A polícia identificou novos casos envolvendo a contadora Dalila dos Santos Silva, suspeita de aplicar golpes em pequenos empresários em Paraíso do Tocantins, na região central do estado. Segundo as investigações, ela prometia facilitar empréstimos e financiamentos, mas se apropriava dos valores pagos pelas vítimas.
A suspeita está presa preventivamente, em prisão domiciliar, desde janeiro, quando foi alvo da operação Cavalo de Troia. Desta vez, segundo a Polícia Civil, as duas novas vítimas sofreram prejuízos de R$ 26 mil e R$ 16 mil, respectivamente.
A defesa da contadora informou que "adentrará ao mérito das acusações no momento processual oportuno, reafirmando, todavia, a inocência da investigada" (veja nota completa abaixo).
O caso é investigado pela 63ª Delegacia de Polícia de Paraíso, que concluiu dois novos inquéritos policiais contra a contadora. De acordo com o delegado-chefe, José Lucas Melo, as duas vítimas acreditavam estar pagando taxas necessárias para a liberação de supostos empréstimos nos valores de R$ 100 mil e R$ 70 mil.
As vítimas procuraram a delegacia após tomarem conhecimento da operação e perceberem que haviam sido enganadas de maneira semelhante.
Segundo a polícia, com o avanço das investigações foi possível comprovar a continuidade das práticas criminosas, resultando em novos indiciamentos da suspeita. Os novos inquéritos serão encaminhados ao Ministério Público e ao Poder Judiciário para as providências legais cabíveis.
O Conselho Regional de Contabilidade do Tocantins informou que a contadora está com o registro suspenso desde o mês de maio de 2024, por praticar atos irregulares no exercício profissional.

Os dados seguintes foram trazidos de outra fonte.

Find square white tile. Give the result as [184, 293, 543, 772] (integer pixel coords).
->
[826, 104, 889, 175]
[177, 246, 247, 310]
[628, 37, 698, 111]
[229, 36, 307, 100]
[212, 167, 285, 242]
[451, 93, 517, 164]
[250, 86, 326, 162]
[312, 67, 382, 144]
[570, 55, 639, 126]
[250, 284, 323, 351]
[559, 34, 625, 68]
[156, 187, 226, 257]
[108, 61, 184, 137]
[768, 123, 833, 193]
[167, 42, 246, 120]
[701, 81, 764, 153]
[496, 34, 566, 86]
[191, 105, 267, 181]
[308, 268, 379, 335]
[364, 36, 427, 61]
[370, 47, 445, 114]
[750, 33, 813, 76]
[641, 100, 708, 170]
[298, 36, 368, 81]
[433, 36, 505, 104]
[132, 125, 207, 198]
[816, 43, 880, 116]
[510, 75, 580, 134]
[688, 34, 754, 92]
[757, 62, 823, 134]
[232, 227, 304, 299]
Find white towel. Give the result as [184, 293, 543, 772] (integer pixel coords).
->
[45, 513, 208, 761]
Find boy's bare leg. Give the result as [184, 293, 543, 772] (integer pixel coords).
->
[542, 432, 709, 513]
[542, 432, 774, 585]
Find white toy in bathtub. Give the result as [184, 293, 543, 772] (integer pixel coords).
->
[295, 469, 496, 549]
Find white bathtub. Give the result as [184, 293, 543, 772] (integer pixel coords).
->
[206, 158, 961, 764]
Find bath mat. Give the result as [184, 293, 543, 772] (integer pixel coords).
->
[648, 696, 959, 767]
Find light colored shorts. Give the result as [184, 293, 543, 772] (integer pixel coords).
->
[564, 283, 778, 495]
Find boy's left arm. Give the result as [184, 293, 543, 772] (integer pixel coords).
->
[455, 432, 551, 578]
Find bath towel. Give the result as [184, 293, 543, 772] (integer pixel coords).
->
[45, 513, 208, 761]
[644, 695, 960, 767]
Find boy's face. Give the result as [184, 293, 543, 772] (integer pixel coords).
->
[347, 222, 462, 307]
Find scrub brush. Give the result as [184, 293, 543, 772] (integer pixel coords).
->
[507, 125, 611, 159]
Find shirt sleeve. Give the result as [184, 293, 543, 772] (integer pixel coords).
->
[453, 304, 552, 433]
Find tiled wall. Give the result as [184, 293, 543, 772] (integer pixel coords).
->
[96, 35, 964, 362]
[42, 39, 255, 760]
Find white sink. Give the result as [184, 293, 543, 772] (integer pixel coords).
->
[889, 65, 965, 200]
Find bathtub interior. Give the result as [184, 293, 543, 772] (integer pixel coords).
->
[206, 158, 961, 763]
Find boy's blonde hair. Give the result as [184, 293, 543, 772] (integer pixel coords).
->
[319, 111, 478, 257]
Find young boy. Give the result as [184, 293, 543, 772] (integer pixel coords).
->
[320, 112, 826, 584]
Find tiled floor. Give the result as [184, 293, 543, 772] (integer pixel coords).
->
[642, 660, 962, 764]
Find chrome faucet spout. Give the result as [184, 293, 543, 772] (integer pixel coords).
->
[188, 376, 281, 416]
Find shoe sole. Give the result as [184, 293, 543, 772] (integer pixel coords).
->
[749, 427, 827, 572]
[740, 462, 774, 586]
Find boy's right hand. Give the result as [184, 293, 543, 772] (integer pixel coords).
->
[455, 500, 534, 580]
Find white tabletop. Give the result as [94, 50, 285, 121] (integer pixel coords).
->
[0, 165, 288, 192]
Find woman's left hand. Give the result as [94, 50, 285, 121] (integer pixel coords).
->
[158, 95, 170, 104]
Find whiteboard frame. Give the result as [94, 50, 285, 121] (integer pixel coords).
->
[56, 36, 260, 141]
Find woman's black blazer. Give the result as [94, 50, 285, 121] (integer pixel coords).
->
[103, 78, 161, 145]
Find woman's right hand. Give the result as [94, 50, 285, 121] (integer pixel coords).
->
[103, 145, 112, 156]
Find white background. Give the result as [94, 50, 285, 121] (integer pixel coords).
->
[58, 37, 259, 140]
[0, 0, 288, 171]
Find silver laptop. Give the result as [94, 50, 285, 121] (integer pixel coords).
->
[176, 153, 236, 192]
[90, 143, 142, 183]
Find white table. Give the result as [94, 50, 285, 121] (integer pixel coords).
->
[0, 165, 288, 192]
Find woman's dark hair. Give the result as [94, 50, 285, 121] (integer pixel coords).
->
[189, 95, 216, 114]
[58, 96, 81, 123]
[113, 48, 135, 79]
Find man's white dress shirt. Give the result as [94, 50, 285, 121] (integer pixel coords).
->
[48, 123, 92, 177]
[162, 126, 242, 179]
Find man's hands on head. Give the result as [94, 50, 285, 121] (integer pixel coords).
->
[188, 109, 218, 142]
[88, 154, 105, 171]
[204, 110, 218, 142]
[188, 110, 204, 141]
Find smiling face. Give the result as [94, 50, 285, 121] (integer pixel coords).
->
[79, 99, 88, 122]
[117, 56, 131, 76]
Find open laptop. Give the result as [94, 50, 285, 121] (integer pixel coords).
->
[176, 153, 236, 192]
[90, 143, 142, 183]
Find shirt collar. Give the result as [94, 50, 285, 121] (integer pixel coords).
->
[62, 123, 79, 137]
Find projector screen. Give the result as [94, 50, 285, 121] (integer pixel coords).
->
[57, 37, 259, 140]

A contadora Dalila dos Santos Silva, de 37 anos, foi presa em janeiro suspeita de aplicar golpes em pequenos empresários. Na época, a polícia informou que ela agia da seguinte forma: ela abordava os empresários afirmando que conseguiria intermediar altos financiamentos com juros baixos e parcelas acessíveis.
Entretanto, para conseguir o financiamento, ela cobrava pagamentos de taxas antecipadas. Com isso, conseguiu se apropriar de cerca de R$ 40 mil de vítimas que denunciaram o estelionato.
Diante da suspeita de golpe, três empresários procuraram a Polícia Civil para denunciar a contadora, após repassarem os valores cobrados por ela.
O escritório Medrado & Albuquerque, por meio de seus advogados subscritores, informa que somente adentrará ao mérito das acusações no momento processual oportuno, reafirmando, todavia, a inocência da investigada.
A defesa assevera ainda a necessidade de que seja respeitado o direito constitucional à presunção de inocência, ao contraditório e à ampla defesa.